Ces derniers temps, j’ai l’impression d’avoir coulé mes fondations, d’avoir délaissé ma maison mobile et d’avoir enraciné ma structure, solidement et patiemment. D’avoir travaillé suffisamment fort sur moi pour que ma base soit en place pour un bout de temps, qu’elle résiste mieux aux tempêtes et me permette de construire ma vie, pièce après pièce, un étage à la fois.
J’ai longtemps sentie ma base « chambranlante », toujours à l’affût de la moindre tempête qui allait arracher des morceaux, laisser des traces de son passage sur mon être fragile, disloquer mon équilibre.
Mais heureusement, quand on travaille sur soi et qu’on avance, contre vents et marées, qu’on s’acharne à se comprendre et se connaître, qu’on donne le temps au temps… On finit par récolter le fruit de notre labeur et s’enraciner.
Connaître nos défauts, nos limites, nos qualités et nos atouts… Ces éléments essentiels à toute fondation durable. C’est comme le mortier, ça soude les éléments ensemble. Et ça sert de repère quand on se sent partir à la dérive, d’ancre pour nous garder attachée au port.
Pendant des années, l’anxiété m’a empêchée de me sentir moi-même, m’enfermait sous une carapace dure et inébranlable alors qu’à l’intérieur le séisme rugissait. Et quand je croyais avoir trouvé une bouée, elle me glissait des mains et je replongeais. Un perpétuel tourbillon que je ne comprenais pas et qui me remuais les « trippes », à m’en rendre malade parfois.
Et je ne comprenais pas que le réel sauvetage viendrait de l’intérieur. Je ne voyais pas qu’à force de semer petit à petit les graines de mon estime, un jour je me sentirais épanouie.
J’ai lu beaucoup, consulté une psy et même vu un voyant. Chaque rencontre, chaque lecture a laissé inconsciemment des traces, a ajouté sa part à ma fondation. Au fur et à mesure les morceaux ont fini par se souder ensemble et sans que je m’en aperçoive, la base était bien là, solide, définie et ancrée. C’est en levant la tête qu’on constate le chemin parcouru, en regardant derrière, devant et dedans…
Être capable d’écrire tout cela aujourd’hui est une étape, un accomplissement, un carrefour. La route continue et je sais pertinemment que certains bouts seront comme un chemin de terre mais j’ai appris que ces épisodes sont nécessaires et surviennent pour nous apprendre quelque chose. Si la route était tjrs belle, comment grandirions-nous? Je dis souvent que ça prend des moments plus durs pour apprécier les tendres. Si la route était toujours lisse et sans encombre, comment pourrais-je continuer d’évoluer, de me solidifier? C’est en se confrontant à des moments plus durs qu’on peut constater la beauté de notre force. Quand tout va bien, on a tendance à prendre pour acquis ce que l’on a, on a l’impression que rien ne peut nous atteindre. Puis un matin, une petite épreuve se met sur notre route pour nous rappeler que ce n’est jamais fini et qu’on doit perpétuellement tenter de s’améliorer.

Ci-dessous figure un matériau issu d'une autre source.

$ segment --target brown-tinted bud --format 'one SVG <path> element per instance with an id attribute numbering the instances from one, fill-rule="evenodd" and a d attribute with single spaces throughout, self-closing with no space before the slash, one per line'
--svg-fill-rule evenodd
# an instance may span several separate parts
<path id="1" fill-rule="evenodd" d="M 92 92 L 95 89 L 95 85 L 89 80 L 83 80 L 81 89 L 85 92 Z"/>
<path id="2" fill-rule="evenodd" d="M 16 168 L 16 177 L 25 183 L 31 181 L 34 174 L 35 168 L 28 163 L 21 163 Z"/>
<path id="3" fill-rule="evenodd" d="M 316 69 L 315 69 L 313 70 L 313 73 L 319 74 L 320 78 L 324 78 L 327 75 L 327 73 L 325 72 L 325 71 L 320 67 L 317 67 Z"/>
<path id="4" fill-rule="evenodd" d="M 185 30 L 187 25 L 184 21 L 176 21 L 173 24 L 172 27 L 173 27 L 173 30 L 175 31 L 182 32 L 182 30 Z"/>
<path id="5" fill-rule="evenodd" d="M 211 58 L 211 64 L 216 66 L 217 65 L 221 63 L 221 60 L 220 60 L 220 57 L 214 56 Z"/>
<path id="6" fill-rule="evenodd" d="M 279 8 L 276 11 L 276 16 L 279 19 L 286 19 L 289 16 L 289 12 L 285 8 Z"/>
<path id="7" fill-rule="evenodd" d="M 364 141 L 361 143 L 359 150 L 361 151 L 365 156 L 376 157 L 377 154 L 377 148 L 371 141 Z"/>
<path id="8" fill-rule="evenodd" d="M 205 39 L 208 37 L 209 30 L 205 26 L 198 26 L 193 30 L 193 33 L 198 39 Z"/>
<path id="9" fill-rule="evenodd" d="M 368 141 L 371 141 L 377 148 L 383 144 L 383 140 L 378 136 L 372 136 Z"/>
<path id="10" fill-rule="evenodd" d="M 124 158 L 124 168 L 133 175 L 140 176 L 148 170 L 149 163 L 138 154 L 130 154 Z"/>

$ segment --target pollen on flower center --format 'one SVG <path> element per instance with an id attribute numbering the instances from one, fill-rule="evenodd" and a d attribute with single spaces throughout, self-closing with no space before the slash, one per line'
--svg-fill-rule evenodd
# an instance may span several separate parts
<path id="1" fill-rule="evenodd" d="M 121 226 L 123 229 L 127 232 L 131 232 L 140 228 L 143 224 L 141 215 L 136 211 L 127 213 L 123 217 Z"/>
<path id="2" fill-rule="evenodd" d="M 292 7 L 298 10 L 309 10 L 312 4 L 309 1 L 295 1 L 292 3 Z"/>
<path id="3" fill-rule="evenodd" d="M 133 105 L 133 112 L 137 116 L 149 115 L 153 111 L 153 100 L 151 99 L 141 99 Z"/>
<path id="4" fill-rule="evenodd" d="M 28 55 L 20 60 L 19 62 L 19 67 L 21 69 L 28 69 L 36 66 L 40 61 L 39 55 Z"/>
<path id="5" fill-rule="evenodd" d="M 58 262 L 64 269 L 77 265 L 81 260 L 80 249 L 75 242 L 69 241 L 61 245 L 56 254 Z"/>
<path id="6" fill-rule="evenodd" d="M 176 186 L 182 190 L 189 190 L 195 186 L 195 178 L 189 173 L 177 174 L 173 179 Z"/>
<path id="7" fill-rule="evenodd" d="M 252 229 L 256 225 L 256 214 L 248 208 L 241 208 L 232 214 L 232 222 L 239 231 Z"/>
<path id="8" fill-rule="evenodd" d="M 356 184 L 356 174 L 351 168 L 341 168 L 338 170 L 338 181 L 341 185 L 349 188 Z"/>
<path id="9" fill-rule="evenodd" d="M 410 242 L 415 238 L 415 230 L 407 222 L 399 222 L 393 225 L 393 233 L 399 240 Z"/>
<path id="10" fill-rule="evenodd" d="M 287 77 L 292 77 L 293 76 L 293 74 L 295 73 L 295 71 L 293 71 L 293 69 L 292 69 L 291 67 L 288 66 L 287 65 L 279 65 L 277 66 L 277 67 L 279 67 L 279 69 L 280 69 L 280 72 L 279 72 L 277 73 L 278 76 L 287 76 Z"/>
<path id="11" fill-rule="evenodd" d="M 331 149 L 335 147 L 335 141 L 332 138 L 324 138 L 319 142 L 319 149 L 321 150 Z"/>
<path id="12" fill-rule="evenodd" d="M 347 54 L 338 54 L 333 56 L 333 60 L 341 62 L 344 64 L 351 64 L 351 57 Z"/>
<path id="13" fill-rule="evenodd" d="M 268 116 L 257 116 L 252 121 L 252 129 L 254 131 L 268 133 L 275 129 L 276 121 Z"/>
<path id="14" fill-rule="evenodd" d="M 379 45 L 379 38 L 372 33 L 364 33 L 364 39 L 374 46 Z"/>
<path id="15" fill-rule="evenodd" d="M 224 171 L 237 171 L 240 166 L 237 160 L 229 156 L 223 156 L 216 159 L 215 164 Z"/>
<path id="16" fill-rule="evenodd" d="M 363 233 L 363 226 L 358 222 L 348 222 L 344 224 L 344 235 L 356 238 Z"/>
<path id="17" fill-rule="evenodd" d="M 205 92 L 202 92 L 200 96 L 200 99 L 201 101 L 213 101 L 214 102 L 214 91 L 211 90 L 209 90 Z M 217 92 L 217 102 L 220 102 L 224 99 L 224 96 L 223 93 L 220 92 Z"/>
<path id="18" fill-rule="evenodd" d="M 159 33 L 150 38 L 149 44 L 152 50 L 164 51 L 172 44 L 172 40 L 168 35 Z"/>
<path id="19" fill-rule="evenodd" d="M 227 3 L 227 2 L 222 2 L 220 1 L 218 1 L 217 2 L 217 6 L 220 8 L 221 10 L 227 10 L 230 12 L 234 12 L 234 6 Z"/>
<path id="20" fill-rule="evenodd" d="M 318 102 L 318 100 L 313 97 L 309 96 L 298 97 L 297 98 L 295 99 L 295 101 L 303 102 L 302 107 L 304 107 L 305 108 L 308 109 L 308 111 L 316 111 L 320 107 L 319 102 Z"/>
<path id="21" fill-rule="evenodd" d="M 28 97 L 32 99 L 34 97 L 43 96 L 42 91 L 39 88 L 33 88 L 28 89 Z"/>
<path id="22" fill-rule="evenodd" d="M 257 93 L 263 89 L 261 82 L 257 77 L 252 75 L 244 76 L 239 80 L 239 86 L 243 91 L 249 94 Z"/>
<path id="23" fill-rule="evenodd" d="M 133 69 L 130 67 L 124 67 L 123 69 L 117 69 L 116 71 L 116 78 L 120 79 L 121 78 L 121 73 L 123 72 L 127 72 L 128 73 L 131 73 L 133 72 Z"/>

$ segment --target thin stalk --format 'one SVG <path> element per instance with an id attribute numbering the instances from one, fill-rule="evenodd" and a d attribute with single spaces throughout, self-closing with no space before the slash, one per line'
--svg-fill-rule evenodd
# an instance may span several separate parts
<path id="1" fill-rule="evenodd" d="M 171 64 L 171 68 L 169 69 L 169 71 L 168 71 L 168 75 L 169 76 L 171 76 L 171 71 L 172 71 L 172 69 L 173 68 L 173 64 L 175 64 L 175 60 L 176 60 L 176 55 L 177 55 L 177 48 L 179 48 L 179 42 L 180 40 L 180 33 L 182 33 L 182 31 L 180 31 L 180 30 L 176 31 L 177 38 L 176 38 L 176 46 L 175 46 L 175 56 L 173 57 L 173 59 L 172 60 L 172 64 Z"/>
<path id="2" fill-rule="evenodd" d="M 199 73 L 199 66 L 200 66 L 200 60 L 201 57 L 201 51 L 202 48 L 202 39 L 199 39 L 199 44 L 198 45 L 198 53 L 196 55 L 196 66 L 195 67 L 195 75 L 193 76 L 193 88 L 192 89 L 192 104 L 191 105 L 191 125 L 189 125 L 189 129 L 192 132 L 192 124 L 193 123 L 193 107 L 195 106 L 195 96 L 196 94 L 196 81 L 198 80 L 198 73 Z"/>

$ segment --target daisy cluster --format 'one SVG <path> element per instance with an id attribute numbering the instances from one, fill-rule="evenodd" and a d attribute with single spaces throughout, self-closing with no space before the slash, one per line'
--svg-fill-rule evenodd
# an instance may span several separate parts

Avant, quand ça n’allait pas, je bougeais, je déménageais littéralement… Comme si changer l’environnement extérieur allait balayer les soucis, comme si j’allais jouer un tour à la vie. Mais j’ai compris que c’est elle qui mène le bal et que de m’épuiser à tenter de lui jeter de la poudre aux yeux ne faisait que me drainer moi-même, m’anesthésier en quelque sorte au lieu de ressentir.
Alors aujourd’hui, je commence ma journée en écrivant sur ce blogue pour toujours ressentir, le bon comme le mauvais. Et ça me rappelle que j’ai parcouru un bon bout de chemin. Et que même quand ça va mal, quand je me sens dans le brouillard… Je sens. Et c’est beaucoup mieux que de fuir.